Contraceptive injection
The contraceptive injection involves a deep intramuscular dose of depot medroxyprogesterone
acetate every 12 weeks or norethisterone enanthate every 8 weeks. The advantages are the ease of
administration compared with the implant or IUS and high efficacy (Pearl index less than 0.5).
Amenorrhoea is very common but many women may experience persistent irregular bleeding. There is a significant increase in weight with injectable contraceptives (up to 2–3 kg in 1
year) and a small loss in bone density (which recovers on discontinuation).
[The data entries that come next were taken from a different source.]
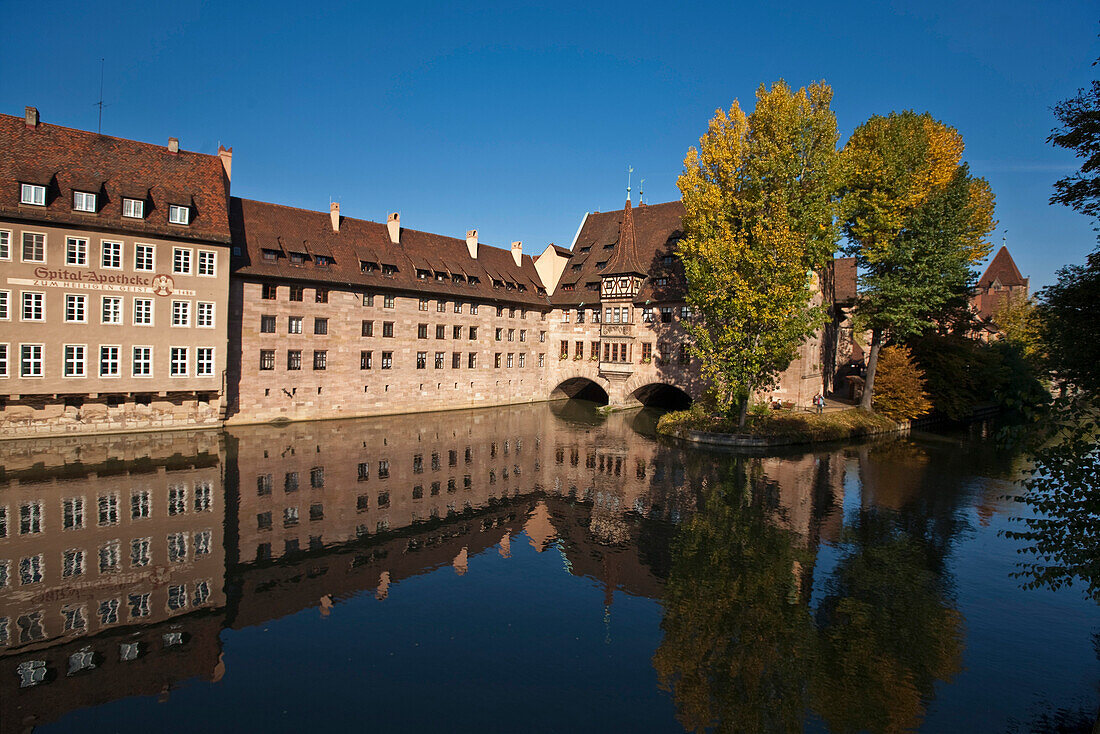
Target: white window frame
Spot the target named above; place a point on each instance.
(22, 248)
(180, 314)
(199, 362)
(212, 255)
(173, 362)
(84, 201)
(179, 214)
(40, 360)
(105, 247)
(33, 194)
(142, 248)
(131, 204)
(152, 310)
(118, 361)
(118, 316)
(134, 361)
(22, 305)
(76, 298)
(83, 361)
(76, 251)
(205, 320)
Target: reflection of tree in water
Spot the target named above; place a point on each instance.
(887, 632)
(736, 637)
(741, 650)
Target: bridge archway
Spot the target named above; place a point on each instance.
(662, 395)
(581, 389)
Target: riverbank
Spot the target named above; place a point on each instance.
(776, 428)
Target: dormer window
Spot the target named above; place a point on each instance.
(133, 208)
(84, 201)
(178, 215)
(33, 194)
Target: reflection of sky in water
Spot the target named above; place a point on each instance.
(545, 612)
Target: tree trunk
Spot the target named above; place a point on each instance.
(872, 363)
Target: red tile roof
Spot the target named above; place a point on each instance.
(259, 226)
(65, 161)
(656, 231)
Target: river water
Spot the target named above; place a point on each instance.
(526, 569)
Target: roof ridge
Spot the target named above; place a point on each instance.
(100, 134)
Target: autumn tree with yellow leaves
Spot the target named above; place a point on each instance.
(759, 210)
(916, 222)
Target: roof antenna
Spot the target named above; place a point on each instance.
(99, 127)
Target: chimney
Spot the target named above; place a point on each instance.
(227, 160)
(394, 225)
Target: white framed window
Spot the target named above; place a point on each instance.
(30, 360)
(84, 201)
(76, 251)
(180, 313)
(76, 308)
(73, 513)
(140, 504)
(111, 311)
(178, 215)
(142, 362)
(177, 363)
(182, 261)
(144, 256)
(143, 311)
(109, 362)
(110, 254)
(34, 306)
(75, 361)
(32, 194)
(133, 208)
(208, 263)
(204, 361)
(34, 248)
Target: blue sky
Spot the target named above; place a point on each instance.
(517, 120)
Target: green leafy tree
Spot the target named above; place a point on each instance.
(758, 200)
(916, 222)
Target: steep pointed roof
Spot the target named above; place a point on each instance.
(1002, 269)
(625, 260)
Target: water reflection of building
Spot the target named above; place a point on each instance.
(111, 568)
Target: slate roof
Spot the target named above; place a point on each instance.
(259, 226)
(656, 232)
(65, 161)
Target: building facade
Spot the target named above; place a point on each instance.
(138, 294)
(113, 299)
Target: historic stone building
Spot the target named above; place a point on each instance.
(114, 281)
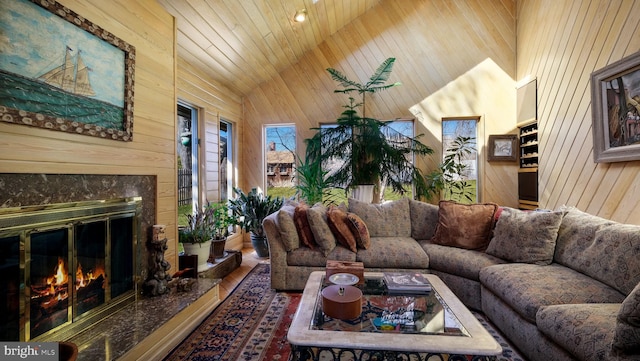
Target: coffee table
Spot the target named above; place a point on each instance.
(391, 327)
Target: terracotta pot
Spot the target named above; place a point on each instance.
(217, 247)
(260, 244)
(202, 250)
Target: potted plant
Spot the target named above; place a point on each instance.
(196, 236)
(249, 210)
(220, 220)
(372, 152)
(449, 179)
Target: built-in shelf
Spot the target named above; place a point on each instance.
(528, 172)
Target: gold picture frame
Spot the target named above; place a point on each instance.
(616, 113)
(68, 75)
(503, 148)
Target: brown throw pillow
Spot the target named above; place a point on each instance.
(322, 235)
(359, 230)
(466, 226)
(288, 231)
(525, 236)
(302, 225)
(338, 223)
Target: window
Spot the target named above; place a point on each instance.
(398, 131)
(226, 160)
(280, 160)
(187, 147)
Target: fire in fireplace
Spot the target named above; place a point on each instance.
(65, 265)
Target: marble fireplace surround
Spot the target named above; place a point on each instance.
(150, 327)
(25, 189)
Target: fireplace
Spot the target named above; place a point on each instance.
(64, 266)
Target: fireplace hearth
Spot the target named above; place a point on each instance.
(64, 266)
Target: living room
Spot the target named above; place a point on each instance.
(454, 59)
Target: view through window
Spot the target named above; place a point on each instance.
(226, 160)
(398, 130)
(280, 160)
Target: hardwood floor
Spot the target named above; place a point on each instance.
(249, 260)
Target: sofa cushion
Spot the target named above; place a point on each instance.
(627, 331)
(359, 230)
(460, 262)
(424, 219)
(390, 219)
(528, 237)
(339, 225)
(603, 249)
(302, 225)
(307, 257)
(527, 287)
(585, 330)
(393, 252)
(287, 227)
(466, 226)
(322, 235)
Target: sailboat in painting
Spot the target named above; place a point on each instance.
(72, 76)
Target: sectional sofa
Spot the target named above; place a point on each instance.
(561, 285)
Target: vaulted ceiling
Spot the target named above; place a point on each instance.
(242, 43)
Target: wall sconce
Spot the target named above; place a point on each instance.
(300, 16)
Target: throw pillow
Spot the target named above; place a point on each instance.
(626, 336)
(337, 221)
(390, 219)
(288, 230)
(324, 238)
(302, 225)
(359, 230)
(466, 226)
(525, 237)
(424, 219)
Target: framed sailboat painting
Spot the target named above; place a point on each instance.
(61, 72)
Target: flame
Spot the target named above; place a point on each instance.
(84, 279)
(59, 278)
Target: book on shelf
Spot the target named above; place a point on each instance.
(406, 282)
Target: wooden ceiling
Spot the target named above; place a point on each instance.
(242, 43)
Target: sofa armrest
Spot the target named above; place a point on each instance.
(277, 252)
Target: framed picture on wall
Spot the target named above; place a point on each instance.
(62, 72)
(503, 148)
(615, 104)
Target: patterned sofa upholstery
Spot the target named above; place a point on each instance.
(562, 285)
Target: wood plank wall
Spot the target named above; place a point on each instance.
(454, 58)
(214, 102)
(148, 27)
(562, 43)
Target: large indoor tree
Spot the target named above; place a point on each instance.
(369, 151)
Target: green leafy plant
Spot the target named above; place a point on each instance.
(371, 151)
(448, 180)
(209, 222)
(250, 209)
(312, 186)
(220, 219)
(198, 229)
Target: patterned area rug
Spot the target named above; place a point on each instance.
(252, 324)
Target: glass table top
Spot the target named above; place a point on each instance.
(394, 313)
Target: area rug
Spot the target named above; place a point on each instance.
(252, 324)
In addition there
may be a delayed return of fertility for up to 1 year following discontinuation.
! Considerations when making a decision about contraceptive methods
• Contraceptive efficacy (commonly described using the Pearl index = number
of pregnancies if 100 women used this method with perfect compliance for 12
months)
• Likely duration of use
• Risks and side effects
• Individual contraindications for use (e.g. previous thrombosis or migraine with
aura and oestrogen contraceptives)
• Non-contraceptive benefits (e.g. prevention of sexually transmitted infection with
condoms, control of menorrhagia with combined contraceptive pill)
• Procedure for initiation/insertion/removal
• Possible delay in fertility after use
KEY POINTS
• History of venous thromboembolism is an absolute contraindication for oestrogen
containing contraception.
• Progesterone contraception is not contraindicated if there is a thrombosis risk.
• Long-acting reversible contraceptives (LARC), such as the levonorgestrel intrauterine system or progestogen implant, are effective and popular.